P_user64.9 kW (52 households)

P_pop525.55 TW

vs US electricity (480 GW)1094.9×

vs world primary energy (19 TW)27.7×

Kardashev fraction K_13.02e-3

"World" at this profile weighs 28× total human energy use.

So watt?

One Peter-rate user runs about 53 kW continuously. Forty US households of grid, plugged into one IDE.

Scale that up the obvious way. A town of them draws a Hoover Dam. An NYC of them draws 92% of total US electricity, used for nothing else.
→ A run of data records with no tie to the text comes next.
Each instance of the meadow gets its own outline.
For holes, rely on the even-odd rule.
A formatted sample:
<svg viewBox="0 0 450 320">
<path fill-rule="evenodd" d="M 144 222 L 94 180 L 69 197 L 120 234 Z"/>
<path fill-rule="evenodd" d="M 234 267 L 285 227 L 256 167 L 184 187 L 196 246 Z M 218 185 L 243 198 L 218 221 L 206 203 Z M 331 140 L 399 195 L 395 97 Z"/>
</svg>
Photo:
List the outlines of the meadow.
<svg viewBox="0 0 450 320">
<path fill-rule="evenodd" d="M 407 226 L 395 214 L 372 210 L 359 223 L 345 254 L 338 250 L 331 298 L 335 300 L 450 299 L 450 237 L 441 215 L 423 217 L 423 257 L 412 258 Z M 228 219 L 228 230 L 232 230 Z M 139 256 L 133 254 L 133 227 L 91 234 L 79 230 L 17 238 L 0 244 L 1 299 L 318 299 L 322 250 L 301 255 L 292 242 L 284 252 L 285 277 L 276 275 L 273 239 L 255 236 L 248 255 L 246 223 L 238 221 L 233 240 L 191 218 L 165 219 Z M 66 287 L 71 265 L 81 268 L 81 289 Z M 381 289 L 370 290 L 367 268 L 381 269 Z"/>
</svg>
A whole world of them draws twenty-three times the energy humanity currently uses for everything we do: heating, transport, industry, light.

Almost all of it rides on β_h, the cache-hit cost. Today’s value sits at about a hundredth of an output token. Drop it tenfold and the whole stack shifts down with it. Lose the cache discount entirely and one Peter-rate user stops fitting in a rack.

“Peter is just early” weighs twenty-three civilizations.